Well with these 4 alone you could describe the 3 dimensional – size – of an object in relation to time.

But that model would for example not be sufficient to also map the position of the object.

So to map the position and size of an object over time you already would have (x, y, z, width, height, depth, time) here x, y and z would be the positional coordinates within some frame of reference.

With regards to the theories however these dimensions can mean different things and even can mean – actual spacial dimensions – of space-time.

The number of dimensions is how many numbers are required to uniquely describe something. It’s not limited to physical dimensions. For example, if we could assign a number to the strength of each gene in DNA, we’d have thousands of dimensions to describe a person’s genetic makeup.

What I haven’t seen mentioned here is the matter of *metric*.

What’s a metric?

Well first off, there are already no limitations to the number of dimensions. Literally, you just need an additional number for each dimensions. If you have a physical theories that require 20 numbers, voila, that’s 20 dimensions. Most physical theories have a lot of numbers.

However, something usually missing is having a *meaningful* metric. If someone tell you that you need to walk east 3km and north 4km and ask you the length between the start and the end you can deduce that means the total displacement is 5km. But if someone ask you to raise the heater by 3degree and add 4litre of water to the tank and then ask you the total length between the starting and ending state, you raise your eyebrow and ask “what does that mean”. This illustrate the different: in the first case you have a meaningful metric, the second case you don’t.

Generally, different dimensions don’t interfere with each other, like the example above. Except for space, because for some reasons, as far we know, physical laws don’t change when you rotate. The ability for vectors from several dimensions to have the concepts of “length” and “angle” give you the metric. And this ability exist because we have rotation.

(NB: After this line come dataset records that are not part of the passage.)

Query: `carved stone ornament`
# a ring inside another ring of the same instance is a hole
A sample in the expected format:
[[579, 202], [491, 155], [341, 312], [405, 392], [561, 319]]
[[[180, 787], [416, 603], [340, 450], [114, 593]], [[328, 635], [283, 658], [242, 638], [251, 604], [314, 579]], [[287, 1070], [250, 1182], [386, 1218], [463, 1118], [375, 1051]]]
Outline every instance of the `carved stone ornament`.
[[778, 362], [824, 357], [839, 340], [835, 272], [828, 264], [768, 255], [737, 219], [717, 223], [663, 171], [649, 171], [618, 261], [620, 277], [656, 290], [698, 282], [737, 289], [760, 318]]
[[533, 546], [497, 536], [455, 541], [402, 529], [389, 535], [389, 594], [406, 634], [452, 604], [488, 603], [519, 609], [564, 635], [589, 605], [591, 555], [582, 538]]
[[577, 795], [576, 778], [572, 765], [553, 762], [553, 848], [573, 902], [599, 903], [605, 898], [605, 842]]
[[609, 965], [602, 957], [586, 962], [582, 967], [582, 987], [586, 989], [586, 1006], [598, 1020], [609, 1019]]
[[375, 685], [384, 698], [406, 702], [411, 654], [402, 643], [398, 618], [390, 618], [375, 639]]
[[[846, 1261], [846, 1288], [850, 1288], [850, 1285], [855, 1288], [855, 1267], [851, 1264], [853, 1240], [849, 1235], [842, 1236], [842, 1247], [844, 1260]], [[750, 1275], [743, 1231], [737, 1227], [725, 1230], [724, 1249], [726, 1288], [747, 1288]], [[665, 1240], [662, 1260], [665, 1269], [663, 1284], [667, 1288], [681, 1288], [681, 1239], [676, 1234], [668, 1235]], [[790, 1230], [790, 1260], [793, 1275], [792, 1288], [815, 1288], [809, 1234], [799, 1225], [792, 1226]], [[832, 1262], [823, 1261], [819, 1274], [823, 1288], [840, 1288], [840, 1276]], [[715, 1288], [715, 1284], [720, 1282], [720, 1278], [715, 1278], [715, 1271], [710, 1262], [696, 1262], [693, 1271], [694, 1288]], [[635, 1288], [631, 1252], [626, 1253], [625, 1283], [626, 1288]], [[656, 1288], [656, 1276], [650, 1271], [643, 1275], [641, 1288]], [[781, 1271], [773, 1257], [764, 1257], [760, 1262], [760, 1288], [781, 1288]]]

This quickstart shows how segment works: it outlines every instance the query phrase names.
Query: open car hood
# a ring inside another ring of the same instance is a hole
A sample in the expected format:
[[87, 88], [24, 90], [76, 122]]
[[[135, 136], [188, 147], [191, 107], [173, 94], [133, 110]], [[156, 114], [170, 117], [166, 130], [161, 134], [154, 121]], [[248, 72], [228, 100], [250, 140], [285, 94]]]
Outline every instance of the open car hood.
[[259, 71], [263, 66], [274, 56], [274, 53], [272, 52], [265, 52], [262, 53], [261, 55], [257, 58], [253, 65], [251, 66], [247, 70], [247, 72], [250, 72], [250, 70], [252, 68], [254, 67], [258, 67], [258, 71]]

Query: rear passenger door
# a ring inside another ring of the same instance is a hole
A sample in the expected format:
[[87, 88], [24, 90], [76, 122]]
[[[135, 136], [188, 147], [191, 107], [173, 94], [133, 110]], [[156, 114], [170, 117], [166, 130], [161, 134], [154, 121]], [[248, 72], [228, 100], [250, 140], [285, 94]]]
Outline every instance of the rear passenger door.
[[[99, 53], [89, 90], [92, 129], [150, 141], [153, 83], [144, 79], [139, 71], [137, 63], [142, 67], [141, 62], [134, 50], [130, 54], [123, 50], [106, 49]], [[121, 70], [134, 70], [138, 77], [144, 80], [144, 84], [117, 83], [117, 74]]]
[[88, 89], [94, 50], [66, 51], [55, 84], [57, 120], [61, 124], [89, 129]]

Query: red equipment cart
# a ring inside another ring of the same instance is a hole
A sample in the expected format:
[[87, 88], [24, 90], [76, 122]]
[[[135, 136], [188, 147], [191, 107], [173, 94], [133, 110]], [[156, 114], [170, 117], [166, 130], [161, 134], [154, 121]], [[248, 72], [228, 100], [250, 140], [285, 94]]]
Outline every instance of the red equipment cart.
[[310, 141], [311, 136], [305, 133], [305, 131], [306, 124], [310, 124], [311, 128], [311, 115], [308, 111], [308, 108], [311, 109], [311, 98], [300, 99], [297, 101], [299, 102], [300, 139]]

For a long time, time don’t interfere with space, or so it was believed. When relativity come, it was discovered that time and space are intrinsically linked: you can “rotate” time into (part of) space by moving very fast. Because of this, the entire spacetime got a metric, which is why both space and time must be considered together.

The next dimensions are very similar. People simply consider putting in a metric into additional physical characteristic (for example, electromagnetic potential), and consider model where you can “rotate” between different physical quantities. What matter is whether it is useful and meaningful, and this is a matter of experimental fact and opinion. The mathematics work out the same no matter what.

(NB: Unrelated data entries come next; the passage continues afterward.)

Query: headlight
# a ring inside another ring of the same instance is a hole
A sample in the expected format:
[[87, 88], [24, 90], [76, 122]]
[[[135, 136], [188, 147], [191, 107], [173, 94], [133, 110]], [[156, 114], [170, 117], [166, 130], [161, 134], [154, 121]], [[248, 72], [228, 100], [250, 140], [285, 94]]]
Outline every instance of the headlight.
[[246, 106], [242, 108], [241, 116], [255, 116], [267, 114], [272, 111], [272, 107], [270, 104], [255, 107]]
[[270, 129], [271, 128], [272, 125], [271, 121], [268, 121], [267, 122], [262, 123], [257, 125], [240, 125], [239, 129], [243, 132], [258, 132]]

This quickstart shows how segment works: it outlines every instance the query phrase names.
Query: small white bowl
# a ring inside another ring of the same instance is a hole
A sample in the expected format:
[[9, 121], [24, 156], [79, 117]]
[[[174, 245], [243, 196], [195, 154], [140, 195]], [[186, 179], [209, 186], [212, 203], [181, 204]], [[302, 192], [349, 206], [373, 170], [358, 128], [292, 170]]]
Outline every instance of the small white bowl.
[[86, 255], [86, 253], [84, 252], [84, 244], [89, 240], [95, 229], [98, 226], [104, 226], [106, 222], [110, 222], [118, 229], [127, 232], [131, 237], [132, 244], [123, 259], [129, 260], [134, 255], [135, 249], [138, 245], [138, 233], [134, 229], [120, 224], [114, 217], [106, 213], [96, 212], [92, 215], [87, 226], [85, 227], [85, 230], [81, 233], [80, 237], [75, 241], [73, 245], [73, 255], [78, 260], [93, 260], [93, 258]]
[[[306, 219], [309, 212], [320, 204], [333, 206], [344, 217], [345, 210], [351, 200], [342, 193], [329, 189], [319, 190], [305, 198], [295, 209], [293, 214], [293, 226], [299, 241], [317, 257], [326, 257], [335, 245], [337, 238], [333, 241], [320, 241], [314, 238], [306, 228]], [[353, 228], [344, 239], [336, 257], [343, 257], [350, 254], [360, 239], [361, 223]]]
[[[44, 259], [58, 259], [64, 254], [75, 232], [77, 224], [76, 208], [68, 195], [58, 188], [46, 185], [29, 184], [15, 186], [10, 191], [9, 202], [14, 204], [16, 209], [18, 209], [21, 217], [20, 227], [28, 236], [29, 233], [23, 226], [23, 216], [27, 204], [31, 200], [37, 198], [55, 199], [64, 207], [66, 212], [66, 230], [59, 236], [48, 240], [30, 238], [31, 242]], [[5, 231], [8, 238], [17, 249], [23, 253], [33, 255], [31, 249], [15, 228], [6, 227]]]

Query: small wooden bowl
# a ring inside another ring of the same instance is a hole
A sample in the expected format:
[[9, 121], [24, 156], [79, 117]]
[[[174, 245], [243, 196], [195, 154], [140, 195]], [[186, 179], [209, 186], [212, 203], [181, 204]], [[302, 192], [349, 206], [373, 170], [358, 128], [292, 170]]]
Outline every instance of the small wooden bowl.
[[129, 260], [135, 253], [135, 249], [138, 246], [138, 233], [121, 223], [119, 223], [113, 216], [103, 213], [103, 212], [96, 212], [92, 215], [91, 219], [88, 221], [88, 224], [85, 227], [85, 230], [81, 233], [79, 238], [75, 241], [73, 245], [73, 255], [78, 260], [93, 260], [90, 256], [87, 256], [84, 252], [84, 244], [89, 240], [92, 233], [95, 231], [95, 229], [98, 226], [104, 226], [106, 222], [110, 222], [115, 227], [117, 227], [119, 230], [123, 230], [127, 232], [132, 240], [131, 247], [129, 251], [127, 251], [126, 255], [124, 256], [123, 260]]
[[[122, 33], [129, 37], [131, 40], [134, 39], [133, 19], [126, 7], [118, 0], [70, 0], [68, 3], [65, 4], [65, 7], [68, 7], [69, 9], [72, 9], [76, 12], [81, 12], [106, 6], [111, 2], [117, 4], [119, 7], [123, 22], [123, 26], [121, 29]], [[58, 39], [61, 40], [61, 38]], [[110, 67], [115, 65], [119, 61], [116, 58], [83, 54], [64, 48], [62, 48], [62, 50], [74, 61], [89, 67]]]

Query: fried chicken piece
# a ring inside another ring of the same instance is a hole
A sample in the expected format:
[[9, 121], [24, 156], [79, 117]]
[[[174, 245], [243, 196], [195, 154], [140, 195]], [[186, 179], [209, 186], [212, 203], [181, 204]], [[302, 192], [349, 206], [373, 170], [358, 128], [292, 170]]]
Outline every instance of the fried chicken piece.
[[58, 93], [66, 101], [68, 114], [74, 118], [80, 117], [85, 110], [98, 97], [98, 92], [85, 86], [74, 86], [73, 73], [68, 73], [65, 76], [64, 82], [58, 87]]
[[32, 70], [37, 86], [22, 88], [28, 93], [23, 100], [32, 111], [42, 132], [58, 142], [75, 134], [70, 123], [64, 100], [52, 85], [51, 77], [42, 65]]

Mathematical dimensions don’t have to relate to physical ones. Mathematical dimensions mean that you have coordinates where changing one coordinate doesn’t effect another. So if you have a point (x,y) and you change the x coordinate that does not effect the y coordinate. and you can have vectors (coordinates) of infinitely many components. (a,b,c,d,e,f,g,h,….)

Physics usually only uses 3 or 4 dimensional vectors to separate the 3 or 4 dimensions that we perceive. But if you for example want to track a population of something or many different atoms, you could also just for fun assign a dimension (or more) to each of the samples in that population and do maths with that. So that every state of a population is mapped to a coordinate.

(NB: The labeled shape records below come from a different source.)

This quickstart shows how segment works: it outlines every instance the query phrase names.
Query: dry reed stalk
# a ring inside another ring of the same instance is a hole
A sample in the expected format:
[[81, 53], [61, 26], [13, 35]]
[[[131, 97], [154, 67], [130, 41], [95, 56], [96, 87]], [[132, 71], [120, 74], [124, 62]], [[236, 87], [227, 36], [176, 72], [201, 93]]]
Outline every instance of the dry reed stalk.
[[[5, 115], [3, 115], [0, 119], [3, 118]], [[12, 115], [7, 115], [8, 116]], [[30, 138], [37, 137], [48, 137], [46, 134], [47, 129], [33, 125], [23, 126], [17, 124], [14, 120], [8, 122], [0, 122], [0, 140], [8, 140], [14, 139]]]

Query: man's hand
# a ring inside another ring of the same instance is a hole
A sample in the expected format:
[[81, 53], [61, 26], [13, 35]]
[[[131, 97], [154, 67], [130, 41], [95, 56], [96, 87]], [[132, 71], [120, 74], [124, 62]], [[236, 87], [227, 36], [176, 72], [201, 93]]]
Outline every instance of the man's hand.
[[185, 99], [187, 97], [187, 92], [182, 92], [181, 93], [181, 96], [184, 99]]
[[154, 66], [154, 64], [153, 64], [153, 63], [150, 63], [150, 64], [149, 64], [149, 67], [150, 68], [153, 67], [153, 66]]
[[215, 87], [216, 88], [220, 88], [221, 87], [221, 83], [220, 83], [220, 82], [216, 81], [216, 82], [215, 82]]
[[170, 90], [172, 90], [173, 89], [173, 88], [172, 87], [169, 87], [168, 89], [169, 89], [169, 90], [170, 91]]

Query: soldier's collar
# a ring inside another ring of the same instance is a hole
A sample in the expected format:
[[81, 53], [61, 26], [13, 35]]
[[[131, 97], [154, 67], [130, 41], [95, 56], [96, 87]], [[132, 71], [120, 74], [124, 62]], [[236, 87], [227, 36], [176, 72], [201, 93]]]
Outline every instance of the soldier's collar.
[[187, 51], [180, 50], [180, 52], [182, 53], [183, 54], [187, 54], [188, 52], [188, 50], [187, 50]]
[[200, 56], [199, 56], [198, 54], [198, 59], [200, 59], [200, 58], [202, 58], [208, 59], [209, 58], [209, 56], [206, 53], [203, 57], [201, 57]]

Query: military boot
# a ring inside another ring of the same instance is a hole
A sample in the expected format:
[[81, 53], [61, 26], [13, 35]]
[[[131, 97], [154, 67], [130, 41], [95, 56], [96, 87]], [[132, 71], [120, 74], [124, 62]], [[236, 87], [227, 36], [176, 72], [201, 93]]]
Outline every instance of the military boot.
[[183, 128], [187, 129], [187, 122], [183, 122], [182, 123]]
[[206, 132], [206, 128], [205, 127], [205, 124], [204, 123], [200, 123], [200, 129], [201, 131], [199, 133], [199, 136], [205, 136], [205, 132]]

It’s no longer feasible to understand that when you want to translate that to the physical space of 3 dimensions but it’s able to be computed and might give you useful results.

Imagine a graph with two axis, length and width. Each axis measuring one thing.

Now add another axis measuring another thing. You’re up to three dimensions on the graph.

Now, you’ll need to add a fourth to measure another thing. It’s completely possible mathematically, but it doesn’t really work with what we can intuitively understand. So it’s usually portrayed as a video of a 3d graph changing overtime.

A 5th axis is completely possible, but it’s even less intuitive than a changing the 3d graph over time. But it can be represented in numbers and processed easily by a computer.

This applies to any higher dimension as well.